St. Martin Soldat – Kriegsdienstverweigerer – Bischof Sankt Martin ritt durch Schnee und Wind, sein Ross, das trug ihn fort geschwind ..." So singen es Kinder und Erwachsene, wenn im November die Zeit der Martinszüge gekommen ist. Das Lied erzählt eine "Schlüsselgeschichte" aus dem Leben des Martin: Als Sohn eines römischen Militärtribunen im Jahr 316 n. Chr. geboren und selbst römischer Offizier, begegnet er in der römischen Provinz Gallien einem frierenden Bettler und zerschneidet seinen Soldatenmantel, um dem Bettler ein wärmendes Kleidungsstück zu verschaffen.
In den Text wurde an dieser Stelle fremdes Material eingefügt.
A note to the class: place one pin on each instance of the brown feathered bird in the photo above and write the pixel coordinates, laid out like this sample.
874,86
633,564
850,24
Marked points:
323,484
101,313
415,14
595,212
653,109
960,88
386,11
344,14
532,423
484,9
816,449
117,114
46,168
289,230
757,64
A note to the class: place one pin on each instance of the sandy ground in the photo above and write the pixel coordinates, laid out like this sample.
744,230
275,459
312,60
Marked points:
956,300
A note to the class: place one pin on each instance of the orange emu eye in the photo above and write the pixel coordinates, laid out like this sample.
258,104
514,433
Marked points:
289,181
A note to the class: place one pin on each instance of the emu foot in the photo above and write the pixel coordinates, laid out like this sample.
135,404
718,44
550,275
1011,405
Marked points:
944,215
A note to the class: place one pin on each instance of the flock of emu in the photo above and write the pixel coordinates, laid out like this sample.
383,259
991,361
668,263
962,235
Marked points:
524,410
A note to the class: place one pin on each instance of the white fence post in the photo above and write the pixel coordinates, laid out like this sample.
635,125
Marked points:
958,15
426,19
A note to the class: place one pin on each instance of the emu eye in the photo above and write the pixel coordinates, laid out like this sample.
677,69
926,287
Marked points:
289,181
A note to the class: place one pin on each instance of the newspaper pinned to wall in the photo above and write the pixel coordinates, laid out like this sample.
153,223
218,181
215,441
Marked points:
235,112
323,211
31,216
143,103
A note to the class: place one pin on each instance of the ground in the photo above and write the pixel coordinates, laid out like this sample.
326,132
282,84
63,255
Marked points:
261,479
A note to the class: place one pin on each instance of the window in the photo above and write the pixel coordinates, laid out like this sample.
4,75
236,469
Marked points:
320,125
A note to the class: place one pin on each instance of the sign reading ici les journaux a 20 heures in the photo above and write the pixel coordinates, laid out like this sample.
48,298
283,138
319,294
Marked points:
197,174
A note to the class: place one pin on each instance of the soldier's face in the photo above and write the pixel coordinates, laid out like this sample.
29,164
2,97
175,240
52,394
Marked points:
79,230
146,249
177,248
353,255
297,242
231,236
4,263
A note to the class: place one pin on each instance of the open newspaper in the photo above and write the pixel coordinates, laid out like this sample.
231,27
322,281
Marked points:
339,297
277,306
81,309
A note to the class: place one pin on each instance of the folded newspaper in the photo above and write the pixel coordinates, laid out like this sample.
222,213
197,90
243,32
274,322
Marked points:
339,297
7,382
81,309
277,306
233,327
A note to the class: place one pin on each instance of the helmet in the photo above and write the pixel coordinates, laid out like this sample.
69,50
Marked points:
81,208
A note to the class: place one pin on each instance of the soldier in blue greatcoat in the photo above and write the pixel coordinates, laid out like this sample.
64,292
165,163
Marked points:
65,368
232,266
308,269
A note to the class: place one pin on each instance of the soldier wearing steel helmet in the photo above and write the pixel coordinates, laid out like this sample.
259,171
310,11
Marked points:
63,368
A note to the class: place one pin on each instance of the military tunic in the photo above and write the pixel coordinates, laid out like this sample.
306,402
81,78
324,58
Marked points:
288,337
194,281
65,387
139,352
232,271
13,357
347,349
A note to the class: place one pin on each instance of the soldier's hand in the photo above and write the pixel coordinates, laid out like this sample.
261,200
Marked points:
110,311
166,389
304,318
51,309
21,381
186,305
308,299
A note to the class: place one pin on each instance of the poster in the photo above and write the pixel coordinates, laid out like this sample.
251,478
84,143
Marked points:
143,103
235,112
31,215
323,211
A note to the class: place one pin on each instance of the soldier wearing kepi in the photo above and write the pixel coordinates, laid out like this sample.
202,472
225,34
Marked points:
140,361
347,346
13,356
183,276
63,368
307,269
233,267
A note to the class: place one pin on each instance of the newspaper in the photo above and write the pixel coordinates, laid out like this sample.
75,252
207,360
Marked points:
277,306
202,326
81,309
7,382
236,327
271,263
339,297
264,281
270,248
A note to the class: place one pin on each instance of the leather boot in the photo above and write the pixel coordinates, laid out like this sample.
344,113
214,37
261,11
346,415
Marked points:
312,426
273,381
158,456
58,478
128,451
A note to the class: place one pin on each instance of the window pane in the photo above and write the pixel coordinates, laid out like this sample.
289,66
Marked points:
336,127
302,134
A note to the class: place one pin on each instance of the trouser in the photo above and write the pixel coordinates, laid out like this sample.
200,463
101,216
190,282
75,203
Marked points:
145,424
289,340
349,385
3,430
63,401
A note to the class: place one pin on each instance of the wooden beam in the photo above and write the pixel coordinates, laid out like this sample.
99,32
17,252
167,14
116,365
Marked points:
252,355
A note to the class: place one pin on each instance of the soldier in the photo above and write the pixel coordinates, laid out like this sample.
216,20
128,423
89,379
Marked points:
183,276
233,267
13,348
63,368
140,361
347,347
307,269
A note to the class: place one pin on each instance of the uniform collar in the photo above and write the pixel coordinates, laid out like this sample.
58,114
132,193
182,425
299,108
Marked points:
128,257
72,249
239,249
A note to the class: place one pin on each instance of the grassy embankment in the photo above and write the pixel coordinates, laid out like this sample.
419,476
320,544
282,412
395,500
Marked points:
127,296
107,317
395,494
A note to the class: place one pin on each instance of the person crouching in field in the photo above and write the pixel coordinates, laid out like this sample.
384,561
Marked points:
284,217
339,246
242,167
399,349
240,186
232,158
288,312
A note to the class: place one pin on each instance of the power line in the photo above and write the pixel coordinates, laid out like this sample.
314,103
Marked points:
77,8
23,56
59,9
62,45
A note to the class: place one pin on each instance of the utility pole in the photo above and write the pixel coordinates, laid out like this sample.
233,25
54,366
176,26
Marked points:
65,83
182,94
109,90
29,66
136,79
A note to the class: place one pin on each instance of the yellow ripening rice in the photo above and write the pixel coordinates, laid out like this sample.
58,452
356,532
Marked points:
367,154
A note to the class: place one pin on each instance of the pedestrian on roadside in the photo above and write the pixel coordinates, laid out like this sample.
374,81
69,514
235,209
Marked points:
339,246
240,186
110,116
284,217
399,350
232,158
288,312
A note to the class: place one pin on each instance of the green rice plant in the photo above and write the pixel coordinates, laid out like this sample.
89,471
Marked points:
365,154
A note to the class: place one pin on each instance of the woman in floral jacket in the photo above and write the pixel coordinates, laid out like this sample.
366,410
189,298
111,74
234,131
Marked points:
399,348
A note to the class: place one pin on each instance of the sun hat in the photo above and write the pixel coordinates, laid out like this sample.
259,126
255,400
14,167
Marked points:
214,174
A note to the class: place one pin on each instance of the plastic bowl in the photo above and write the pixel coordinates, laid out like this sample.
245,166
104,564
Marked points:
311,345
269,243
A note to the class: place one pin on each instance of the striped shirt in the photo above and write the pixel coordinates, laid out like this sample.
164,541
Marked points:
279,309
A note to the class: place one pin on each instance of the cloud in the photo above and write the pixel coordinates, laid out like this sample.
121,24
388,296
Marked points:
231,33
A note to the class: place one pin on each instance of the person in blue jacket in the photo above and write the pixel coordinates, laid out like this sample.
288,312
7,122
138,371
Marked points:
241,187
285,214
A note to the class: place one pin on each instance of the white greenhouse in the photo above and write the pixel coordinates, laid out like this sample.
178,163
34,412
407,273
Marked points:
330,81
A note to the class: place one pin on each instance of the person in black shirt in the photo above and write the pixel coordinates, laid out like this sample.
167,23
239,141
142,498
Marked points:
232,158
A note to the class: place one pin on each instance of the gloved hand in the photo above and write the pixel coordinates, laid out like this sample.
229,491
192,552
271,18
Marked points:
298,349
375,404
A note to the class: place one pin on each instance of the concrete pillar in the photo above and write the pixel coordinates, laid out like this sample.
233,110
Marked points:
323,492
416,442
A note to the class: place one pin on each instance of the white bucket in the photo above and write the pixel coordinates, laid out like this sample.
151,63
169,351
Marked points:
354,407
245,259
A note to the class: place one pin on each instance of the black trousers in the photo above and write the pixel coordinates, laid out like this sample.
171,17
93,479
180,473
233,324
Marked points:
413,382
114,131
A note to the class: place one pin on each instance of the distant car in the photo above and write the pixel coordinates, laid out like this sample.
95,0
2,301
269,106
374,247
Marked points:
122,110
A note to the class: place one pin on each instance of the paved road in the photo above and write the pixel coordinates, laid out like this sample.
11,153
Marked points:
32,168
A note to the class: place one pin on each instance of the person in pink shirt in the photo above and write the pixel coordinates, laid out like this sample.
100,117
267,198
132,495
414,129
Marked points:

Mit dieser Begegnung freilich ist die Geschichte nicht zu Ende: In der darauffolgenden Nacht hat Martin einen Traum, in dem ihm Jesus als Bettler erscheint, bekleidet eben mit dem halben Mantel, und mit den Worten: "Was ihr einem der Geringsten getan habt, das habt ihr mir getan." (Matthäus 25,40) Martin ist zu dieser Zeit noch kein Christ. Er ist als Katechumene auf dem Weg, den christlichen Glauben kennen zu lernen. Taufen lässt er sich erst später. Und seine Taufe hat Konsequenzen. Im Jahr 355 verweigert Martin vor dem späteren Kaiser Julian den Kriegsdienst mit den Worten: "Ich bin ein Soldat Christi, es ist mir nicht erlaubt zu kämpfen." Damit bekennt er sich zu einer Überzeugung, die in der christlichen Kirche der ersten Jahrhunderte weit verbreitet war, und lässt sich auch durch den Vorwurf der Feigheit vor dem Feind nicht abbringen von seiner Entscheidung. Als Bischof von Tours (seit 371) wurde Martin von seinen Mitbischöfen geschnitten, weil er wie ein Mönch in einer einfachen Hüte lebte und bis zu seinem Tod im Jahr 397 daran festhielt, dass "Ketzer" (Andersgläubige) nicht mit Gewalt "überzeugt" werden dürften. "Tragt in die Welt nun ein Licht, sagt allen fürchtet euch nicht!" so singen Kinder und Erwachsene bei den Martinszügen. Furcht wird dort überwunden, wo Konflikte mit weitem Herzen und ohne Gewalt ausgetragen werden. Wer diese Botschaft der Bibel zum Leuchten bringt, ist ein "Heiliger" – wie Martin und viele andere, deren Namen wir nicht kennen.